The scientific lead is Prof. Dr. Janne Vehreschild, while Shimita Raquib coordinates the operational level. The team is further supported by Patricia Wagner, and Tom-Robin Raja.
Originally developed as a subunit of the NUKLEUS work package Interaction Core Unit (ICU) in the second funding phase of NUM (grant no. 01KX2121), the DUA has been continued and expanded as an independent work package since the beginning of the NUM 3.0 funding phase in 07/25.

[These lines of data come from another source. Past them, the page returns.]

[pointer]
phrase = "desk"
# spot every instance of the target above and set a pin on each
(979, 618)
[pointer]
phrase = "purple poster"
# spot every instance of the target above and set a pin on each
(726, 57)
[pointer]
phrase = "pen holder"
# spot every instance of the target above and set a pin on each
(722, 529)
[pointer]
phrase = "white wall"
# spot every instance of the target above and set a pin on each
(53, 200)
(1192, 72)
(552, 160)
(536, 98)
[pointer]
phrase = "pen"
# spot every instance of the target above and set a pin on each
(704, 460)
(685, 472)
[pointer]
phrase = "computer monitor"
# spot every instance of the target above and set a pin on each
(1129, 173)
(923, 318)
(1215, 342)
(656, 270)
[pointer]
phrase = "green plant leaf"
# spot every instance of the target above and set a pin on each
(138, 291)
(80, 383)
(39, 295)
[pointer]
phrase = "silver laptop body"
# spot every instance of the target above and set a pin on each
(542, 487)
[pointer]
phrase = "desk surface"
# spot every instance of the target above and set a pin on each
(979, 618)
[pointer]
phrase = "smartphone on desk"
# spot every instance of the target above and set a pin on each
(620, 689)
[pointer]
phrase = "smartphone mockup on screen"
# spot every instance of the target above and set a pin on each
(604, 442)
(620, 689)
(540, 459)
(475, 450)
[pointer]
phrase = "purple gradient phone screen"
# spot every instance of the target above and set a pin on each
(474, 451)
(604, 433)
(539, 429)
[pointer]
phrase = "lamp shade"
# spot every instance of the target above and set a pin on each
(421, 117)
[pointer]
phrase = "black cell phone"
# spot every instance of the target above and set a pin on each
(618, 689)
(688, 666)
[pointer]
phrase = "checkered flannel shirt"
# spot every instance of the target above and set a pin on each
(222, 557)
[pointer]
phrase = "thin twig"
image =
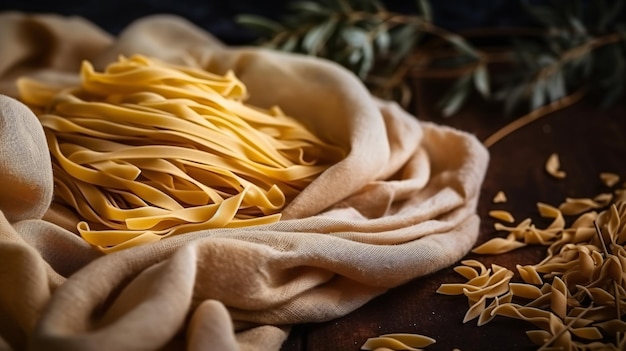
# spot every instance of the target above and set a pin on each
(534, 115)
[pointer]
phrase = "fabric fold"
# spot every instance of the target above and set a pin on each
(402, 204)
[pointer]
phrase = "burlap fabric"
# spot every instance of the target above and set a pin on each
(400, 205)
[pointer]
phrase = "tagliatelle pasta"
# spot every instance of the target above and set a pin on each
(145, 150)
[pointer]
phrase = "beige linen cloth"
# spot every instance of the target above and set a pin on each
(400, 205)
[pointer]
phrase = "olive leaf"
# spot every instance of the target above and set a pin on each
(314, 40)
(259, 23)
(481, 80)
(583, 43)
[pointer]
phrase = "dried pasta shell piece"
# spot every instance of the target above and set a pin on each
(487, 315)
(535, 316)
(467, 272)
(413, 340)
(609, 179)
(499, 198)
(603, 199)
(386, 342)
(498, 246)
(589, 333)
(475, 264)
(576, 206)
(475, 310)
(558, 302)
(526, 291)
(529, 274)
(553, 165)
(612, 326)
(502, 215)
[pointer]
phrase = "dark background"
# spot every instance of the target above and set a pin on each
(217, 17)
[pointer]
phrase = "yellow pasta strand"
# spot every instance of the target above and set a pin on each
(145, 150)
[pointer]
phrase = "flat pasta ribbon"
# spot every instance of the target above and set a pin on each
(145, 150)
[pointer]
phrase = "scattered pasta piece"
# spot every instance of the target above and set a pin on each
(553, 166)
(399, 341)
(576, 296)
(499, 198)
(609, 179)
(502, 215)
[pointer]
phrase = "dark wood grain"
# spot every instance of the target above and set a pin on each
(588, 141)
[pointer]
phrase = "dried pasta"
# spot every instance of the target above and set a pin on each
(609, 179)
(398, 341)
(576, 296)
(499, 198)
(145, 150)
(502, 215)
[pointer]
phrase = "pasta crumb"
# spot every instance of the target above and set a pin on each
(609, 179)
(502, 215)
(499, 198)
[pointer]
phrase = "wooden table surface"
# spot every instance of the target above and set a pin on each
(588, 141)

The aim of NUKLEUS DUA is to establish a quality-assured and transparent process to ensure access to data, biosamples, imaging data and other data types within NUM through a digital platform solution. The coordination unit is responsible for the central communication and coordination tasks, while decision-making entities, consisting of representatives of the data-providing projects, the organ specific work-groups (FOSA), methodological and ethical experts, patient representatives, and further members of the NUM Community are dynamically involved.
The procedure ensures that data are made available for research in a sustainable and efficient way. At the same time, it supports the implementation of the FAIR principles, particularly regarding Accessibility and Reusability.
NUKLEUS RPA (Resource Utilization and Performance Assessment Unit, Aufwands- und Leistungserfassungseinheit) [AP6]
The Resource Utilization and Performance Assessment Unit (RPA) represents one of the work packages of the Network University Medicine (NUM) subproject NUM Clinical Epidemiology and Study Plattform (NUKLEUS) and has been funded by the Federal Ministry of Research, Technology and Space (BMFTR) since July 2025. Prof. Dr. Janne Vehreschild is the scientific lead of RPA and Dr. Susana Nunes de Miranda coordinates the operational level, where the RPA has been divided into two teams. The Accounting Team is led by Dr. Susana Nunes de Miranda, with Chin ‘Branson’ Huang Lee, Markus Katharina Brechtel, and Patricia Wagner beeing part of the team. The Lighthouse Team is led by Dr. Meta Bönniger, with Samia Goraya, and ‘Branson’ Chin Huang Lee belonging to the team.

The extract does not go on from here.